The Impact of Medical Record Technologies on Collaboration in Emergency Medicine

Document Type

Article

Publication Date

8-2011

Abstract

Purpose

Electronic medical records (EMR) promise potential benefits for the practice of medical care. However, individual technologies such as EMR must interact with the work system as a whole — including people, technology and work practices — to enable or hinder the coordination of dynamic work demands. Based on this extended perspective, we address in this paper how support technologies (should) impact the coordination of work across multiple agents, controlling a dynamic domain with multiple, interacting processes.

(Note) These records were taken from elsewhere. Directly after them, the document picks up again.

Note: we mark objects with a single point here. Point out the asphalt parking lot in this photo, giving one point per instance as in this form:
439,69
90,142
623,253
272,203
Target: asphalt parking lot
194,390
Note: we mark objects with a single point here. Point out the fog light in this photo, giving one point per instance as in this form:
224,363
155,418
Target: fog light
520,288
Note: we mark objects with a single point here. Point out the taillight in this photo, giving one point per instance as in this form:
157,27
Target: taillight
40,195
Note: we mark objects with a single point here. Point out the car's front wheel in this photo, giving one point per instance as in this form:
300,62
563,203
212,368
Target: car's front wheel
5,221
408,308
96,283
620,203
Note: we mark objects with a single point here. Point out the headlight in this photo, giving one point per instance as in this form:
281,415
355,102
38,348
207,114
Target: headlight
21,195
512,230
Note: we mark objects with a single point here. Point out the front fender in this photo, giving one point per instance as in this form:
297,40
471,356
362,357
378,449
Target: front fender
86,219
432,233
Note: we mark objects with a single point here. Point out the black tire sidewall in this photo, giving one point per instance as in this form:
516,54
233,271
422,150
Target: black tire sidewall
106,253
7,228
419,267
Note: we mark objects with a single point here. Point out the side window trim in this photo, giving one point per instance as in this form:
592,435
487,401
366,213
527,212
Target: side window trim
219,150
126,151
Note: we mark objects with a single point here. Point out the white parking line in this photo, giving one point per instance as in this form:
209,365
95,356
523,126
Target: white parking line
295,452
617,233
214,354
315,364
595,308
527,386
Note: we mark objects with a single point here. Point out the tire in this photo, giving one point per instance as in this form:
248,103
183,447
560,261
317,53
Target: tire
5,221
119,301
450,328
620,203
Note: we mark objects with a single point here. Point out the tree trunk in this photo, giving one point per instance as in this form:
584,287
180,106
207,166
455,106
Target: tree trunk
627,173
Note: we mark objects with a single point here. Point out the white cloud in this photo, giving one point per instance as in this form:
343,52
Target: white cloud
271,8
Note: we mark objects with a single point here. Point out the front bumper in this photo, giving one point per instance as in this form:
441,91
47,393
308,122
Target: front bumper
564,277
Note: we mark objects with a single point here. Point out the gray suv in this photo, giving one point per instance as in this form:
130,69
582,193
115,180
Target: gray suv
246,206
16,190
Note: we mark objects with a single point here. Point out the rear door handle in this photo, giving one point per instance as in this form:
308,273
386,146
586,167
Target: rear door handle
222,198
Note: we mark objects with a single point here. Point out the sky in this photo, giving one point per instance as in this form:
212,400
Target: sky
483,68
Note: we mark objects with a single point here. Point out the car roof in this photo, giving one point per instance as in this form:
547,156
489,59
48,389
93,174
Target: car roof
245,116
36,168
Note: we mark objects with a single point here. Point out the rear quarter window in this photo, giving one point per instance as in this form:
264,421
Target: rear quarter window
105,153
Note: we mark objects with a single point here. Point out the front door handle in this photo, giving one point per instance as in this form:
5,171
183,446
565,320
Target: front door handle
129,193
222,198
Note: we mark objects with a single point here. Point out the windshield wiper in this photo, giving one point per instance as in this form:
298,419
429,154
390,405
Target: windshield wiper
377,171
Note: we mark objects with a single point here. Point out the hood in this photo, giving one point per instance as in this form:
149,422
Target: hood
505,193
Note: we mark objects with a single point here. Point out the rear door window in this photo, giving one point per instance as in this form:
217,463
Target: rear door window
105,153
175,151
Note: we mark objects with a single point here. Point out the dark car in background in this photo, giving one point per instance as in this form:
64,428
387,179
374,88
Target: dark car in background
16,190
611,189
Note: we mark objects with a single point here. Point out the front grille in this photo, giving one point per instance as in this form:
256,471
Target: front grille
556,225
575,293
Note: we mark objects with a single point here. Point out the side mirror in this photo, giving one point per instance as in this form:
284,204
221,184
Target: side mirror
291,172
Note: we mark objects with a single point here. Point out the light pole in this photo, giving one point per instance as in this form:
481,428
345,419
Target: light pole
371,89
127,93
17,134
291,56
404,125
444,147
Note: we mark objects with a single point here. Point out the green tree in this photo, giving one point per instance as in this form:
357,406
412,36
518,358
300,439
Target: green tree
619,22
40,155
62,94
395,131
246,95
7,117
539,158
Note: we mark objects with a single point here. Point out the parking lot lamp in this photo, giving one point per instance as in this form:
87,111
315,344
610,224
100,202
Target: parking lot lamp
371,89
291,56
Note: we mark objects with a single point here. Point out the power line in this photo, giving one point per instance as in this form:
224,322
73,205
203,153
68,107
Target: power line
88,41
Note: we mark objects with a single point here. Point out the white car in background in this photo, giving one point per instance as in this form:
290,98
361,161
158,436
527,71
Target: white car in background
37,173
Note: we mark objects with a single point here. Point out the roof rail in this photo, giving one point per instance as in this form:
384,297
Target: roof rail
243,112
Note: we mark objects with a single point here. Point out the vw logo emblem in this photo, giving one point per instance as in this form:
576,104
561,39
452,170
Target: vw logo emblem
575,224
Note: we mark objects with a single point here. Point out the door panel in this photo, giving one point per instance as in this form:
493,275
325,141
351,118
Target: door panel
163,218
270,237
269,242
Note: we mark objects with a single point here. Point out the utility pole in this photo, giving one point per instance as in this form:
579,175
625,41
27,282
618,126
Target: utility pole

The technology we address is the medical record and the dynamic domain is emergency medicine as it is practiced in the U.S.

Method

We performed 500 hours of naturalistic observations of physicians in two different hospital emergency departments in the Midwestern U.S differing in their reliance on paper or electronic medical records.

Results and Conclusions

An analysis of work practice across the two hospitals revealed the role of medical records in facilitating or hindering the coordination of time sensitive and context dependent distributed work, as well as the specific influence of EMR. Recognizing that work practice compensates for the limitations of technology, we suggest four requirements for the design of EMR to promote workplace efficiency: facilitation of locally customized data presentations; support for integration of hitherto fragmented record systems and data formats; support for effective multi-user coordination of control tasks; and guidance for standardizing a level of detail in planning and documenting care.